Proud
Within twenty-four hours, each of my daughters took a small action that left me filled with pride.
One daughter - with a minute left in her lacrosse game - came sprinting across the length and width of the field to stop an attacker from scoring. The determination and effort was particularly noteworthy given the score. Her team was losing by ten goals.
Another daughter - with just a few months left before graduation and her college admission secured - stayed up past 1:00AM that same night completing several assignments including a video project on the Spanish Flu’s impact on World War I. She resisted the temptation to use ChatGPT to complete any of the work as she suspected several classmates had done. Saying she wanted to complete high school the right way - with integrity.
My third daughter - rushing to get ready for school on the opening day of her school’s play - put her nerves aside when I knocked on the bathroom door before running off to catch my train. Saying, “Can you hold on until I get dressed, so I can give you a hug goodbye?”
Proud is from the Latin term “prodesse,” meaning “to be of value.”
The definition of “proud” has evolved somewhat to “feeling deep pleasure or satisfaction as a result of one’s own achievements, qualities, or possessions or those of someone with whom one is closely associated.”
Increasingly as a society we seem to place more value on pride associated with achievement or possessions, while the pride brimming from our qualities is relegated to the background.

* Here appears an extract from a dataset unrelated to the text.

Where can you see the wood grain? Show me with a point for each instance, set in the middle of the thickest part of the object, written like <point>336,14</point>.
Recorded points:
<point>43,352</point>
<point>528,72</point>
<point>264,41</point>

Three small actions by my daughters displayed qualities of determination, integrity and kindness that trump whatever was on a scoreboard, a report card or a stage.

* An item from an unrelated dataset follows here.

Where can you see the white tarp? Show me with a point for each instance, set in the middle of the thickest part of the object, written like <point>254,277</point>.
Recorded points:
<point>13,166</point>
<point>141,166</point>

If it seems like I’m just bragging about my kids or virtue signaling, perhaps I am. But I’m also hoping to spark a conversation about where we place our pride and what stories we choose to share about it.
A society that places too much pride in the accomplishments and possessions in our children, ourselves and others perpetuates the pursuit of them - often to the detriment to the qualities that in our heart of hearts we value more.
It is perhaps how we end up with people who believe the ends justify the means or why we treat others as less than if their accomplishments or possessions are themselves less than others.
I, myself, have done all I suggest above. Actions that once bred pride, I now look back upon with some level of embarrassment given the focus of my pursuits. Many of which I did in an attempt to make my own mother proud.
As a parent myself, I can now see that she too was always less concerned with what I accomplished or my possessions gained and more about my qualities and how they manifest in the world around me.
To that end, I hope she still feels that same type of pride in me as I do in my daughters.
Recommendation of the Week: Check out the new movie, Project Hail Mary. Despite an existentially harrowing context, it shows what we are capable of when we mix humility, humanity, humor, sacrifice and some good science.